Desiree miró. A no más de un metro había un hombre anchote, de cuarenta y tantos, con la barba y el pelo largos, vaqueros y botas de motero. Llevaba un pack de seis cervezas bajo el brazo.

– ¿Has acabado con el teléfono? -le preguntó-. Porque tengo que llamar a mi madre para decirle que me he enamorado.

– ¿Tengo pinta de ser tu peep show particular? -contestó ella. Hablaba con voz tranquila, casi ausente.

– ¡Vale, vale! -dijo el otro retrocediendo solo medio paso. Levantó una mano con gesto defensivo y agitó la otra levemente, porque tenía el brazo ocupado con las cervezas-. No hace falta ser tan brusca. ¿Es que no puede decirte un hombre que estás guapa?

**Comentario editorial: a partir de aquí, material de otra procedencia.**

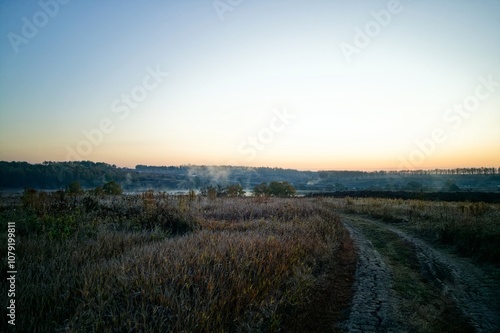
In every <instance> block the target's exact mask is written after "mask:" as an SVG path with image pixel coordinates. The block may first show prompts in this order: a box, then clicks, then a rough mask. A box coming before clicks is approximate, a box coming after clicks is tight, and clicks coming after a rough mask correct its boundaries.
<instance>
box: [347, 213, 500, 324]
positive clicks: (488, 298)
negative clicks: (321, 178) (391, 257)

Ella se apartó del teléfono y se plantó ante él, con su navaja abierta.

– No, no puede.

– Joder. Vale. -Retrocedió dos pasos más y se medio encogió de hombros, como si no le importara, por si alguien había presenciado el intercambio.

Desiree se quedó allí mirando para asegurarse de que se iba. Y entonces descolgó y marcó el teléfono del motel. Colgó antes de que diera señal. Había llegado el momento de cortar con B. B.; ahora, no en un futuro próximo. Llevaba demasiado tiempo actuando como cómplice.

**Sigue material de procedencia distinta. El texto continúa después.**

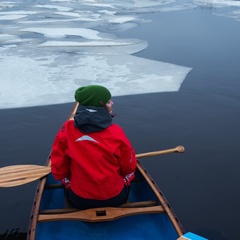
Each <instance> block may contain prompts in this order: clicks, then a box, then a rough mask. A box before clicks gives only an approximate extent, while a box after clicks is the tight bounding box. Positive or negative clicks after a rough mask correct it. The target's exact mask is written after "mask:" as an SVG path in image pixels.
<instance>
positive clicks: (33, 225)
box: [27, 104, 184, 240]
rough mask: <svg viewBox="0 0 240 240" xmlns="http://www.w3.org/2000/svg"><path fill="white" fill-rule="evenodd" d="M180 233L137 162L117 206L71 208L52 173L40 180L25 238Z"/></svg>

Por eso discutieron el mes anterior, cuando pasó lo del niño de la carretera. Había tenido que trazar una línea. Desde que estaba con él, la línea siempre había estado en algún lugar del horizonte, pero por fin había llegado, la tenía frente a ella. Y cuando llegas a la línea, pensó, solo ves lo que hay del otro lado, y lo que has dejado parece tan lejano que queda desdibujado por la distancia.

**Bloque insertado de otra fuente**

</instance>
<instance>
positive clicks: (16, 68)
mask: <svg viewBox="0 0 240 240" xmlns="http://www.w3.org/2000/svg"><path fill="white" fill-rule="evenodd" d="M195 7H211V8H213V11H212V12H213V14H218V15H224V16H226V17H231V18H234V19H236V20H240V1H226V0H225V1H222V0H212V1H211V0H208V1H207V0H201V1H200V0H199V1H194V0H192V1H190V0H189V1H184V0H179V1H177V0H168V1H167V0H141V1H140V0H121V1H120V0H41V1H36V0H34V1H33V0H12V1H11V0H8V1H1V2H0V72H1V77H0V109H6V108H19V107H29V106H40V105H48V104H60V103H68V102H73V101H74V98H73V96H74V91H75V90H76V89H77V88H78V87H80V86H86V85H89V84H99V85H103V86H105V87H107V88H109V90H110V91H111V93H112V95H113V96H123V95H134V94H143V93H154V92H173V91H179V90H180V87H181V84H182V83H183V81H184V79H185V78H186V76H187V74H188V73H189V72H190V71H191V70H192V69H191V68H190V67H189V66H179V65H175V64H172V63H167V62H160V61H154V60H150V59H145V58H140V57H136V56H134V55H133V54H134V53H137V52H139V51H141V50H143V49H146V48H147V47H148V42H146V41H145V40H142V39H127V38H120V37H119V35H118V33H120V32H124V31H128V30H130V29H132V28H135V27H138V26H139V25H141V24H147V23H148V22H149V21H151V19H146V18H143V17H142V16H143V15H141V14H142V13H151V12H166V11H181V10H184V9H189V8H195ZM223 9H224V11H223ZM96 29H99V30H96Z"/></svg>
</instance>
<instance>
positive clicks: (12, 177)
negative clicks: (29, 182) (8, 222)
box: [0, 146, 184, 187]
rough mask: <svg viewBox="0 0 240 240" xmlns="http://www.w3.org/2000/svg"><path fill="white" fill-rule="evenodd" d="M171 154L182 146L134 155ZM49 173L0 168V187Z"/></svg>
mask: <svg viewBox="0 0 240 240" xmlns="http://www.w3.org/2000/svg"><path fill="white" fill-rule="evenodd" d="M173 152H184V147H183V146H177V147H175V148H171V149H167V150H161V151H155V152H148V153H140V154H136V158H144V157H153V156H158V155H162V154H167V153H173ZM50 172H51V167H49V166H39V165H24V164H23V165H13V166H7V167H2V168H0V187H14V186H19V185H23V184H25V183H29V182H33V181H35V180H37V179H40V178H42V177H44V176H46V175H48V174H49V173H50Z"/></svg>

Nunca más. Apenas había cruzado unas palabras con él, pero estaba segura de que Melford había aparecido para decírselo. Las cosas sucedían por una razón, los accidentes formaban parte del orden de las cosas, la coincidencia era una manifestación de un designio cósmico. Había llegado el momento de avanzar y, tal vez, de pagar por los errores. Tenía que haber un equilibrio en el universo. Había hecho cosas malas, ahora tenía que hacer el bien. Pero ¿cómo exactamente? ¿Perjudicando el negocio de B. B., la venta de speed? No, eso no estaría bien. B. B. era lo que era, y la había ayudado. Tendría que buscar otra cosa. Ya se le ocurriría algo. O alguien la ayudaría.